America uses sanctions to destroy its hegemony

In the West, in the matter of anti-Russian sanctions, everything goes on as usual: some develop and introduce them, others come up with ways to minimize damage to themselves

However, in some cases, the roles are even combined, that is, restrictions are first introduced, and then their initiators begin to flounder in attempts to get out of the swamp, which they themselves have organized. Zoom is showing a similar pattern right now.

Russia, on the other hand, uses calendar new, but essentially monotonous measures for its own benefit: from nationalizing elites to increasing technological autonomy.

At the moment, Washington is determining the candidacy of a special envoy who will lead the negotiations on the fate of the Nord Stream-2 gas pipeline.

According to Politico, the US Department of Justice has already approved two next packages of sanctions against the pipeline under construction. The new blacklists include the Swiss company Nord Stream-2 AG, which is responsible for the construction and further operation of the gas pipeline, and its head, Mathias Warnig.

The restriction draft is expected to be submitted to Congress for approval in May. True, this is not certain, since the final decision on new measures against the pipeline has not yet been made. Obviously, it will be directly related to the course of the negotiations, for which the White House is now looking for an emissary. And they will be conducted not with Russia at all, but with Europe.
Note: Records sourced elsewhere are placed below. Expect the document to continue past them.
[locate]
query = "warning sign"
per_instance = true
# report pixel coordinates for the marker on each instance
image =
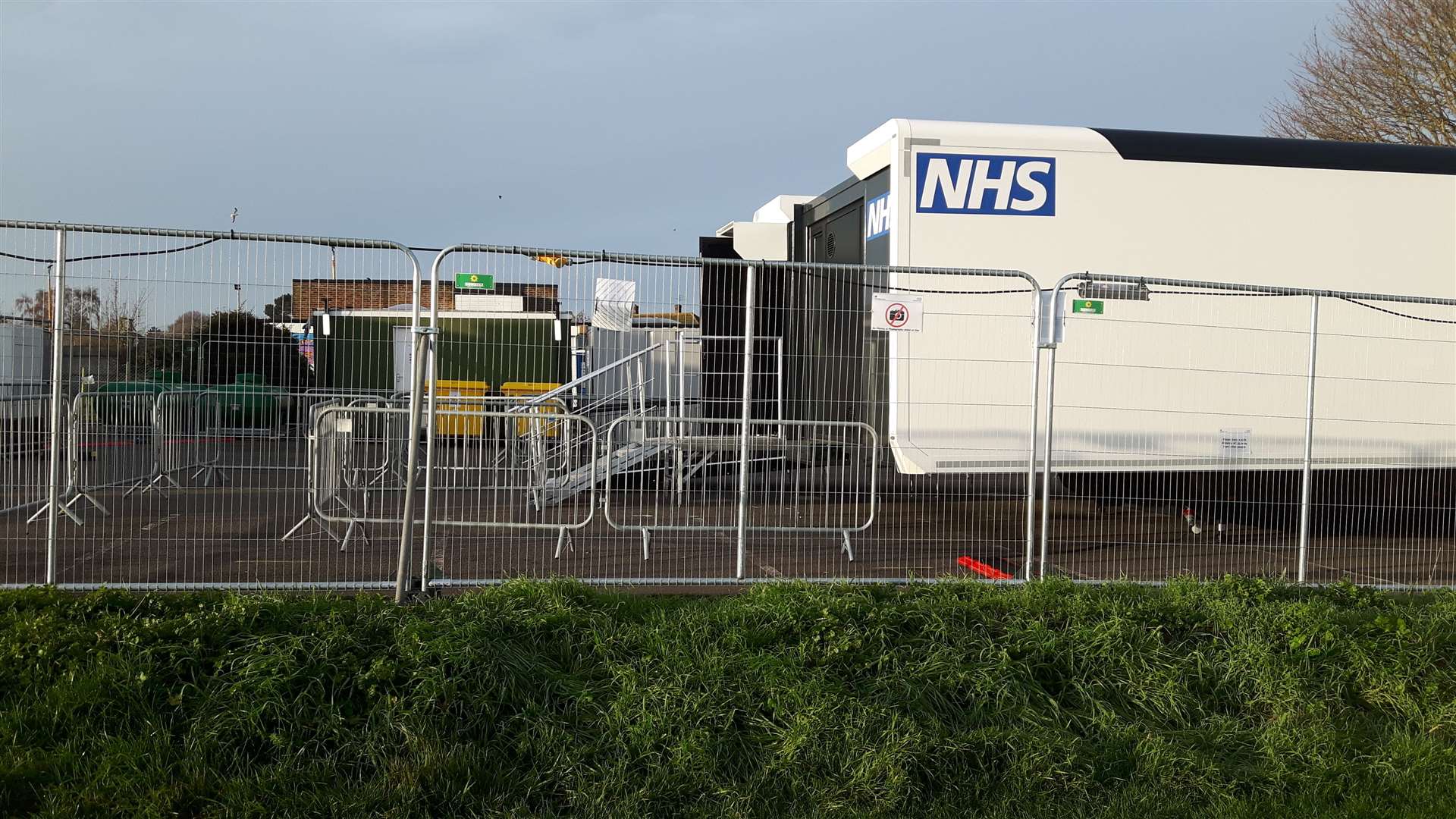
(893, 311)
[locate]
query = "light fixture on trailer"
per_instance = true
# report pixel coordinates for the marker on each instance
(1109, 290)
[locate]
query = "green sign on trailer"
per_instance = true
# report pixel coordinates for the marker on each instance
(475, 281)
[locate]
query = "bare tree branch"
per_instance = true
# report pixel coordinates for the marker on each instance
(1388, 76)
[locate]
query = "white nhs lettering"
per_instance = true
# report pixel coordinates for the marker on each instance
(1014, 186)
(877, 216)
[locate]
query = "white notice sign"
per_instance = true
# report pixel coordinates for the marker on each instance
(893, 311)
(613, 305)
(1235, 444)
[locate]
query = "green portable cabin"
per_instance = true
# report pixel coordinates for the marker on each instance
(369, 350)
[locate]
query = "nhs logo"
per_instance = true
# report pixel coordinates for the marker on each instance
(1008, 186)
(877, 218)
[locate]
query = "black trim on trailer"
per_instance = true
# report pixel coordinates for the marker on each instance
(1171, 146)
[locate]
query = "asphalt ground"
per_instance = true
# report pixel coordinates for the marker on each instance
(209, 529)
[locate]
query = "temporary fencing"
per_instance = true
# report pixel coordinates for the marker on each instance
(669, 420)
(178, 382)
(1222, 428)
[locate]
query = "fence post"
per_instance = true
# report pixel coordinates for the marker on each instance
(1308, 475)
(57, 400)
(747, 417)
(1046, 471)
(413, 465)
(1031, 438)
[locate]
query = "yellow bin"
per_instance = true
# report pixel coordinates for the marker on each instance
(471, 425)
(526, 388)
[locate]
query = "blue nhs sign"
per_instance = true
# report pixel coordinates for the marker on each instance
(1008, 186)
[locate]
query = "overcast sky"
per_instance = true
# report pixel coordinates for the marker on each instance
(632, 127)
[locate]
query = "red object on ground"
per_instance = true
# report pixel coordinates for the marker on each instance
(983, 569)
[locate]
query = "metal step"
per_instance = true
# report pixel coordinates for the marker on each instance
(571, 484)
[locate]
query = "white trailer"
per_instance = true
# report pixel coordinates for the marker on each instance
(1180, 381)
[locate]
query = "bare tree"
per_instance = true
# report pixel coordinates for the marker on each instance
(82, 308)
(120, 312)
(1389, 76)
(188, 322)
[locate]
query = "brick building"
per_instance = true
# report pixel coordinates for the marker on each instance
(312, 295)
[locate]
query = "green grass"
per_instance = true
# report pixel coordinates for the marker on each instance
(1238, 698)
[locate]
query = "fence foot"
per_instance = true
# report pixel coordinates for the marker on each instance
(564, 539)
(309, 518)
(89, 499)
(46, 507)
(156, 483)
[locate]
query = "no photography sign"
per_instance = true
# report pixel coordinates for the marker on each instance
(896, 312)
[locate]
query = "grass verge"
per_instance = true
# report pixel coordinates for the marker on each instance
(1232, 698)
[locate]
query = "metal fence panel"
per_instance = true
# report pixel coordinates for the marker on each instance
(185, 369)
(935, 428)
(1215, 428)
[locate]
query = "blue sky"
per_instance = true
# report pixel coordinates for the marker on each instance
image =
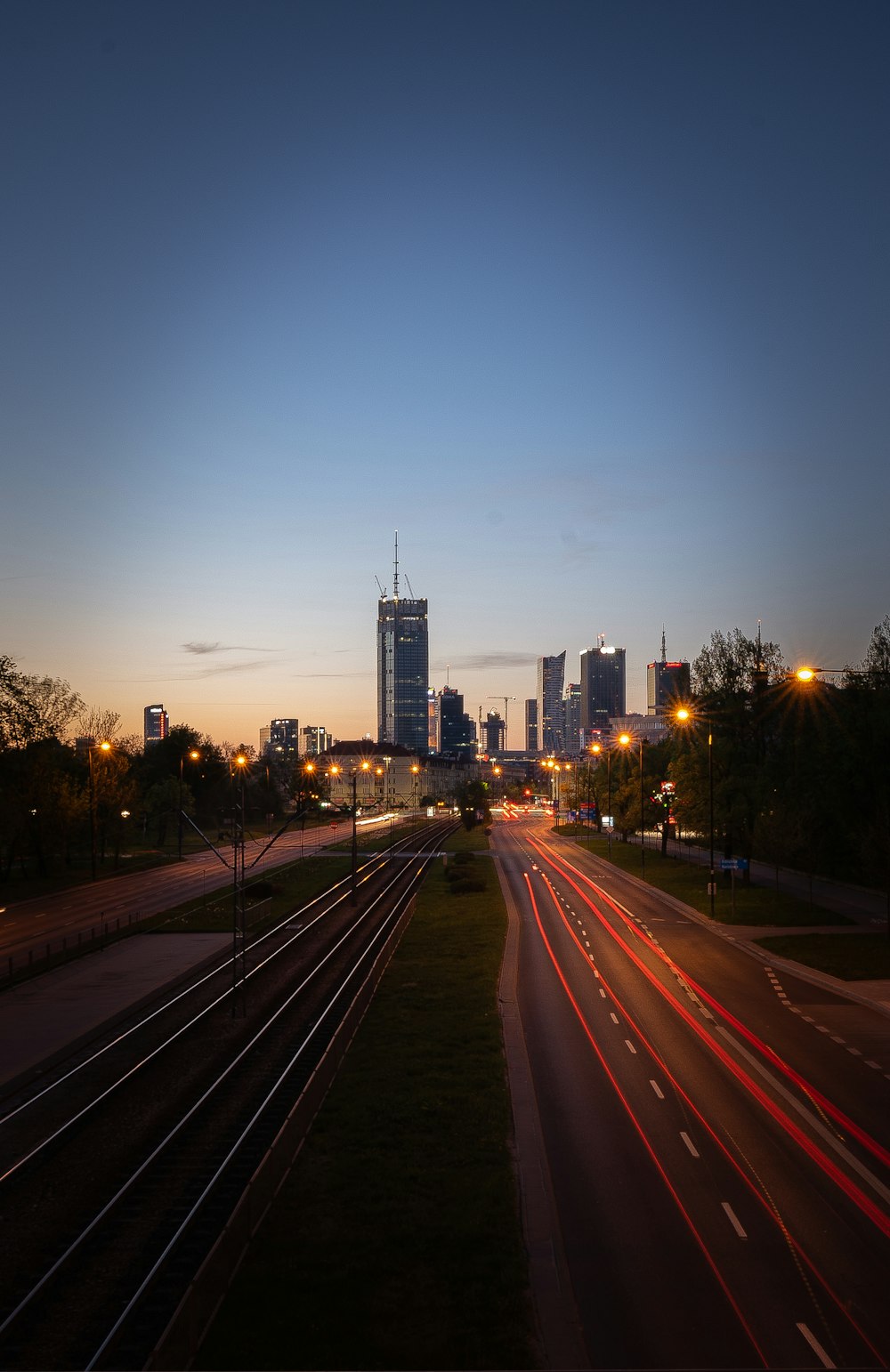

In fact, this is the main problem for the Biden administration, on which representatives of both parties are consolidating pressure in Congress, demanding to stop Nord Stream-2 at any cost: Berlin has stubbornly rested, protecting the gas pipeline. And the democrats’ declared restoration of relations with Europe, seriously undermined by Trump, makes tough confrontational steps undesirable for the White House.

As a result, Washington hopes in negotiations to soften the intransigence of Western Europe, which defends a strategic project for itself. And the gas pipeline, meanwhile, as journalists remind, has already been completed by 96 percent.

Although there is a sanctions topic, where the Americans are doing a little better. Almost simultaneously with the insider, Politico Bloomberg announced the impending new measures of punishment for Russia for interference in elections and hacker attacks. In addition to replenishing regular black lists with “people close to Russian President Vladimir Putin”, the administration is considering the possibility of expelling “Russian intelligence officers to the United States under diplomatic cover”.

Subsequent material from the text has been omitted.